First of all, you can just use the boston housing dataset from scikit-learn.
http://scikit-learn.org/stable/modules/generated/sklearn.datasets.load_boston.html.
If you still want to use the text file, unfortunately I think you will have to do some processing on the text file, to remove the line breaks. I have tried to give an example of the kind of processing needed.
# read the file, and separate the lines.
with open('boston.txt', 'r') as f:
text = [line for line in f.readlines()]
# starting from first row of data, remove \n from even numbered rows,
# and append the next row to it.
start_row = 22
new_rows = []
for i,l in enumerate(text[start_row:]):
if not i%2:
newl = l.strip('\n')+text[start_row+i+1]
new_rows.append(newl)
new_data = ''.join(new_rows)
# finally save the data.
with open('boston_new.txt', 'w') as f:
f.write(new_data)
Now you can read the data easily. The delim_whitespace is similar to using sep='\s+'.

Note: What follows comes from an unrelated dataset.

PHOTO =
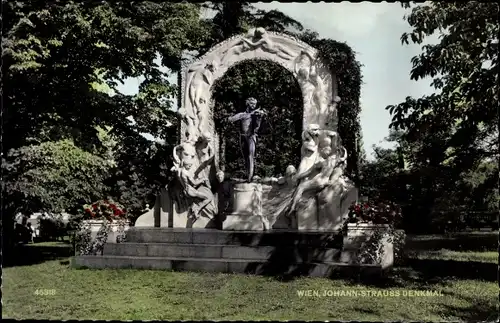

col_names = ['CRIM', 'ZN', 'INDUS', 'CHAS','NOX', 'RM', 'AGE', 'DIS', 'RAD', 'TAX', 'PTRATIO', 'B', 'LSTAT', 'MEDV']
pd.read_csv('boston_new.txt', delim_whitespace=True, header=None, names=col_names)
After doing this once, you should save the data in a proper .csv format that is readable by pandas without giving so many parameters.